New Zealand environmentalist and academic

Catherine C. Wallace (born 1952) is a New Zealand environmentalist and academic. She is a lecturer in economics and public policy at Victoria University of Wellington, and has been active in environment organizations in New Zealand. She was awarded the Goldman Environmental Prize in 1991, for her contributions to the protection of the environment of Antarctica.
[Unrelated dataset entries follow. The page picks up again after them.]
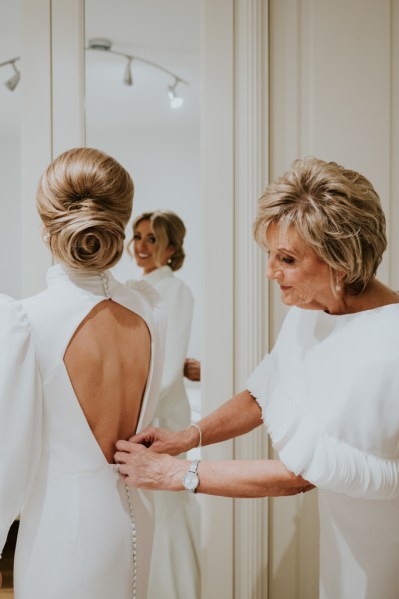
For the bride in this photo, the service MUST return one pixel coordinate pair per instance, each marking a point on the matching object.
(80, 367)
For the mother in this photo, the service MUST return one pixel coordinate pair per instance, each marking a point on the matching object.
(328, 391)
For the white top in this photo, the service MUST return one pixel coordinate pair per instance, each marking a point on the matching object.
(82, 533)
(329, 393)
(173, 410)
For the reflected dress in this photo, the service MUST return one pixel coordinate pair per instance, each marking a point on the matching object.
(175, 569)
(83, 534)
(329, 393)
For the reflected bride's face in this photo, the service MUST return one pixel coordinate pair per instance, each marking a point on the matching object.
(145, 245)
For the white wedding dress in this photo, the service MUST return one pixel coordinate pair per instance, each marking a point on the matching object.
(329, 393)
(175, 565)
(83, 534)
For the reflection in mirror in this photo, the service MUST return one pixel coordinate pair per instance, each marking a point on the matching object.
(10, 149)
(143, 108)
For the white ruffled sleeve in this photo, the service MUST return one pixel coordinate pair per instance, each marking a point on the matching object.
(324, 460)
(20, 412)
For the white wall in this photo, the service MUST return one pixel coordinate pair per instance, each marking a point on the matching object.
(10, 215)
(333, 84)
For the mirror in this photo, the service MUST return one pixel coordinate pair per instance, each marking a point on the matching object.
(137, 57)
(10, 149)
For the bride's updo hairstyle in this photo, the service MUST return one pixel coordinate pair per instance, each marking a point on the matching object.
(85, 201)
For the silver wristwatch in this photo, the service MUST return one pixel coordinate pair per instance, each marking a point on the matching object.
(191, 479)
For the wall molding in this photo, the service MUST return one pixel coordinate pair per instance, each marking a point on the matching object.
(250, 290)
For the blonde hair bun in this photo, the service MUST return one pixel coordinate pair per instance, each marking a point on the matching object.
(85, 200)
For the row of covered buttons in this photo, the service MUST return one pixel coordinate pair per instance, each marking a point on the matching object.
(105, 285)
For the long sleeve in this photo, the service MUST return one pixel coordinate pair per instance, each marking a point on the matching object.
(178, 302)
(20, 412)
(334, 419)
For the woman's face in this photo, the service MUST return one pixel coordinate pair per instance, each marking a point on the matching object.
(145, 244)
(303, 277)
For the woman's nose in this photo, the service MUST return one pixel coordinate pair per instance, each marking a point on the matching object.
(272, 270)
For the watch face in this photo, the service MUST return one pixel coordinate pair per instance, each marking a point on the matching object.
(191, 481)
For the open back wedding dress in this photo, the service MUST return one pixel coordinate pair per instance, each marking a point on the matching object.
(83, 534)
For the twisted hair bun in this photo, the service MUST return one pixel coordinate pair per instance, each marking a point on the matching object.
(85, 201)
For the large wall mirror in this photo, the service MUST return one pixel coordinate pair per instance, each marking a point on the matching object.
(130, 116)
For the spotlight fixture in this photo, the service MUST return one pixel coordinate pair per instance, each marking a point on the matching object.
(105, 45)
(175, 100)
(13, 81)
(128, 78)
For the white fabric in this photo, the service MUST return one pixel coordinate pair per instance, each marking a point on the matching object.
(175, 569)
(329, 393)
(75, 537)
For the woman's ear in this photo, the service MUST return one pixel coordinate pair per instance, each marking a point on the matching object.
(170, 250)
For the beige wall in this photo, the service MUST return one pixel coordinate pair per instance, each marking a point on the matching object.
(333, 94)
(332, 91)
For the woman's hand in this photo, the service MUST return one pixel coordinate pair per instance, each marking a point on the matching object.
(144, 469)
(165, 441)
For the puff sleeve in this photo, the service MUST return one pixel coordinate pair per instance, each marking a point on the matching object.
(20, 412)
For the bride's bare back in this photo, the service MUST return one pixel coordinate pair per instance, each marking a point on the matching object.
(108, 361)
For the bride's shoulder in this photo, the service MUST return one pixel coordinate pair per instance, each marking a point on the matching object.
(13, 317)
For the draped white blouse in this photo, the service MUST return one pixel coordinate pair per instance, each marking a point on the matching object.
(329, 394)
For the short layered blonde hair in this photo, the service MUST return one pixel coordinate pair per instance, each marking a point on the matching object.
(169, 231)
(336, 212)
(85, 200)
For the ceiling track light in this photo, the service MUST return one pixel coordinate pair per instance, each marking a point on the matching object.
(13, 81)
(175, 100)
(105, 45)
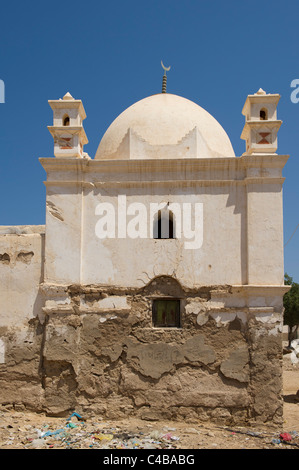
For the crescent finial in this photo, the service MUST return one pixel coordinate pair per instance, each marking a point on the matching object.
(166, 69)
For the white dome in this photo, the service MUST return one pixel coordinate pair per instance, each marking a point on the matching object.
(164, 126)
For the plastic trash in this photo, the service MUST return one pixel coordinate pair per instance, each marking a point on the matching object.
(103, 437)
(77, 416)
(275, 441)
(71, 425)
(52, 433)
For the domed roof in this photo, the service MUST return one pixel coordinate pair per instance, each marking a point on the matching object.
(164, 126)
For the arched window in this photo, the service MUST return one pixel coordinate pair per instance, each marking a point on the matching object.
(66, 120)
(263, 114)
(164, 224)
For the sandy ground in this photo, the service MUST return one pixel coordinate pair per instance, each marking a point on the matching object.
(20, 430)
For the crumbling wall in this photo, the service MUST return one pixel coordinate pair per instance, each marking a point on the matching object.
(95, 350)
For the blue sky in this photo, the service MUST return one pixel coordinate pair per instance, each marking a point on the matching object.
(108, 54)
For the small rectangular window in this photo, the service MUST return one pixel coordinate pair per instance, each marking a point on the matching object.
(166, 313)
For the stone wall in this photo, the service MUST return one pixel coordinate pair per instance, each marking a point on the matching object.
(94, 350)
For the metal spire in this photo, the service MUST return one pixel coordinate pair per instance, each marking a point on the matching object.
(164, 82)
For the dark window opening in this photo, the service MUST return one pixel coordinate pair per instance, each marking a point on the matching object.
(166, 313)
(263, 115)
(164, 225)
(66, 121)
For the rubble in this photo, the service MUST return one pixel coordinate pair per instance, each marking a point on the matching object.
(21, 430)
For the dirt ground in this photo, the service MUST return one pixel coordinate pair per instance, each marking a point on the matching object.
(19, 430)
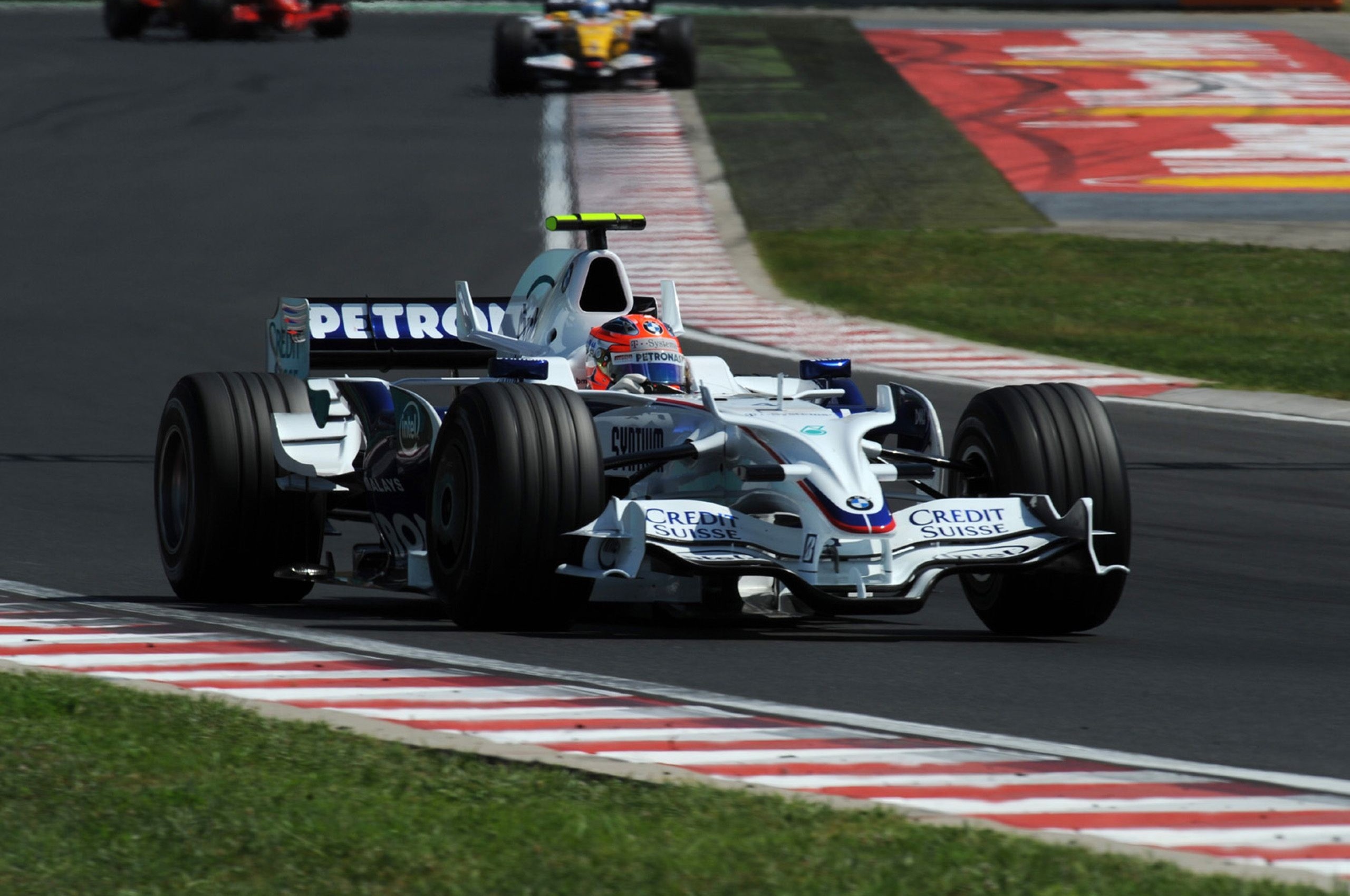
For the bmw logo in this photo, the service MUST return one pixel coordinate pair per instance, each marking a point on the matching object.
(409, 430)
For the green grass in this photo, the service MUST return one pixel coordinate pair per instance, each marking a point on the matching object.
(817, 131)
(112, 791)
(862, 196)
(1249, 317)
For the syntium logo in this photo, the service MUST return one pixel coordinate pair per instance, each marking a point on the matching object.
(627, 440)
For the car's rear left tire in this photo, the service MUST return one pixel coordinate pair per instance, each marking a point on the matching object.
(225, 524)
(1054, 439)
(676, 68)
(512, 45)
(515, 468)
(124, 18)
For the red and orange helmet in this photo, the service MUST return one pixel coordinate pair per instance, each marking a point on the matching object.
(633, 345)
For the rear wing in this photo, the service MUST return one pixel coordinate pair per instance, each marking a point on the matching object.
(567, 6)
(375, 334)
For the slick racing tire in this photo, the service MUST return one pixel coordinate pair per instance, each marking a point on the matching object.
(514, 470)
(676, 53)
(124, 18)
(207, 20)
(510, 47)
(335, 27)
(1050, 439)
(225, 525)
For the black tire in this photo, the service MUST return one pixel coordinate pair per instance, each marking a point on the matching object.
(124, 18)
(515, 468)
(514, 42)
(225, 525)
(335, 27)
(676, 68)
(207, 20)
(1054, 439)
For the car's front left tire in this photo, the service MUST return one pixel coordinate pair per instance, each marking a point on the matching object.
(335, 27)
(207, 20)
(676, 46)
(225, 524)
(515, 469)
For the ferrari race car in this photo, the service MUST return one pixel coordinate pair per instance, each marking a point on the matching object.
(211, 20)
(593, 42)
(593, 462)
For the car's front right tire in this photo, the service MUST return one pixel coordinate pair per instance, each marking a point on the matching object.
(1057, 440)
(225, 525)
(512, 45)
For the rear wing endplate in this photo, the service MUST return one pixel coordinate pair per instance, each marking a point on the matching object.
(375, 334)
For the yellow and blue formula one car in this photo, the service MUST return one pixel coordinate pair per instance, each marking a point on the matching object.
(592, 44)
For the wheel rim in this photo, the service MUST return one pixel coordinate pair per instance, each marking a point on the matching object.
(452, 508)
(173, 490)
(978, 486)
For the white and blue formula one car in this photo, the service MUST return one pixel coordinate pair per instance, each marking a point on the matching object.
(520, 494)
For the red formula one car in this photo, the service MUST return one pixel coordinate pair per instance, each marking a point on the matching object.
(211, 20)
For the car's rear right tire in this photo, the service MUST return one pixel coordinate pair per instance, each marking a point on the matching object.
(510, 47)
(515, 468)
(676, 69)
(1052, 439)
(124, 18)
(225, 524)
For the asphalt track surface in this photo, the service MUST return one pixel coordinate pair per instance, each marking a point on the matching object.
(160, 194)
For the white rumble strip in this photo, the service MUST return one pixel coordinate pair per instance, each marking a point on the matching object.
(1250, 821)
(630, 154)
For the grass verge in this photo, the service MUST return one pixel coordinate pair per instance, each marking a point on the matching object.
(862, 196)
(105, 790)
(817, 131)
(1244, 316)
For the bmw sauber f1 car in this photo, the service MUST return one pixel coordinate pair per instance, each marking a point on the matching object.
(594, 462)
(593, 42)
(211, 20)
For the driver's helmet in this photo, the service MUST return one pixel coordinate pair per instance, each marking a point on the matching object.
(633, 345)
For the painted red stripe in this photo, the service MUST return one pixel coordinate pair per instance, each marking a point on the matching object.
(239, 667)
(476, 705)
(146, 647)
(889, 768)
(1084, 821)
(1105, 791)
(779, 744)
(374, 683)
(541, 725)
(1320, 851)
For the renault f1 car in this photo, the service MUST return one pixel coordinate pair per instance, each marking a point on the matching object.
(527, 493)
(593, 42)
(211, 20)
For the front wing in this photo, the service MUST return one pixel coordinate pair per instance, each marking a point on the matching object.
(832, 572)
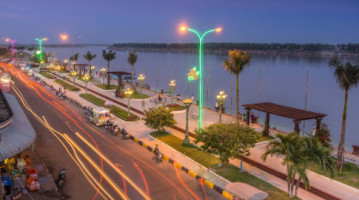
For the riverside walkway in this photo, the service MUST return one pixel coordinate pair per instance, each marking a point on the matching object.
(271, 171)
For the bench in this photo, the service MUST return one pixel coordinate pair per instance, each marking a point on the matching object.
(194, 115)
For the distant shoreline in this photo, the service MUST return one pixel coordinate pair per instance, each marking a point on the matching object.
(323, 54)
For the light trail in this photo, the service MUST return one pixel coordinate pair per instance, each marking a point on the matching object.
(79, 162)
(44, 123)
(143, 177)
(108, 179)
(61, 109)
(113, 166)
(123, 180)
(184, 185)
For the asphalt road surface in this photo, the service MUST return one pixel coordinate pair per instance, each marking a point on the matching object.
(98, 164)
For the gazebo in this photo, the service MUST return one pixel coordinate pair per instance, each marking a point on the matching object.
(119, 75)
(296, 114)
(81, 66)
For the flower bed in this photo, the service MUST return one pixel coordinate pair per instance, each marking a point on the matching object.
(68, 86)
(122, 114)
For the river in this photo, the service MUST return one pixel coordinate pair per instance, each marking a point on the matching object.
(283, 82)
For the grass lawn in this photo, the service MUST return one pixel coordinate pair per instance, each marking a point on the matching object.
(229, 172)
(47, 75)
(350, 175)
(68, 86)
(104, 87)
(138, 95)
(122, 114)
(175, 107)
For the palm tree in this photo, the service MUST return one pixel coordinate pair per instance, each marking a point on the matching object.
(347, 77)
(298, 152)
(235, 65)
(75, 57)
(108, 57)
(88, 56)
(132, 58)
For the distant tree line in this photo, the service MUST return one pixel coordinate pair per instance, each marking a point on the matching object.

==Political work and activism==
Since 1987, Wallace has been a lecturer at Victoria University in Wellington in economics and public policy focussing on the environment.
She was the chair of the Environment and Conservation Organizations of New Zealand (ECO) for over a decade. ECO is a non-profit network of organization with a concern for conservation and the environment. Wallace is still a board member of ECO. She was a member of the Council of IUCN, the World Conservation Union for two terms. Her main focus was on keeping environmental costs in mind in national decision making. She pushed for reforms in environmental and energy policies. As part of her activism she led a resistance movement together with other activists against business interests that were trying to curtail the Resource Management Act. This act is important for the protection of natural resources.
In her position in ECO she advocated to change the national fishery law to be changed to manage the entire ecosystem instead of just managing the fish harvest. Wallace researched the effects of New Zealand's fishery quota management system and pressed the Ministry of Fisheries to stop violating its environmental responsibilities under the New Zealand Fisheries Act of 1996. Wallace continues to advocate for the implementation of strong local environmental policies throughout New Zealand.
Wallace was also co-founder of the New Zealand arm of the Antarctic and Southern Ocean Coalition (ASOC) an international alliance that works for the comprehensive protection of Antarctica and repudiation of the Antarctic Minerals Convention. In association with ASOC she lobbied internationally on banning mining in antarctica. A major step in the protection of the Antarctic environment was made with the Antarctic Environmental Protocol. The protocol designates Antarctica as "a natural reserve, devoted to peace and science". Also known as the Madrid protocol it established rules for the protection of the environment and banned mining.

In 2008, she collaborated on the book SEAFOOD Ecolabelling Principles and Practice.